I have been listening to ‘The End of the World with Josh Clark’ a podcast on iHeartRadio. It was recommended to me by my eldest daughter and while I am fairly new to podcasts, I am enjoying the experience, even if the series is very disturbing.
I won’t spoil it for you but each episode deals with an existential threat to humanity, not natural ones but rather those that could be caused by ourselves. Never in the whole of global history has one species been in a position to annihilate not only itself but possibly the whole world.
The programmes have got me thinking. At times they have been very frightening and yet there is a clear message throughout. Such existential threats need to be controlled and managed at a global level and that national policies just don’t cut the mustard.
Look at COVID-19 for example. Hopefully this was not a man made virus, though it could well have been, and it is clear that it has no respect for national boundaries. Only a coordinated global response will be sufficient to stop its spread through the global population. It may be that we are never able to produce a vaccine for it, in just the same way that a vaccine for AIDS has eluded us and we may end up living in a permanent state of managing our relationship with the virus.

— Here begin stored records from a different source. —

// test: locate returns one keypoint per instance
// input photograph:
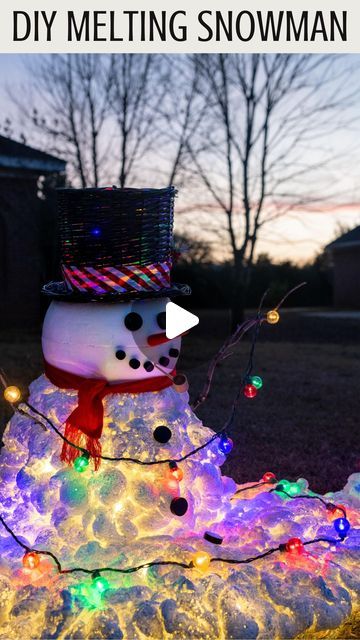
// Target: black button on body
(134, 363)
(179, 506)
(161, 320)
(162, 434)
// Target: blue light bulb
(342, 526)
(225, 445)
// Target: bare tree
(66, 109)
(252, 151)
(139, 87)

What is worrying however, is that at the very time that we need global cooperation the world seems at war with its global support structure. Firstly the United States, in particular, has railed against the World Health Organization, the very body trying to coordinate the fight against COVID-19. It’s apparent crime is being too Chinese-centric. And now the World Trade Organisation is under threat, the body that maintains the framework that underpins international trade.
There is a wave of nationalism sweeping across the world. By putting the needs of the nation state ahead of the world it may be that it is jeopardising all of us. Nationalism and populism are an existential threat to humanity.
What can be done? Well that is for another blog.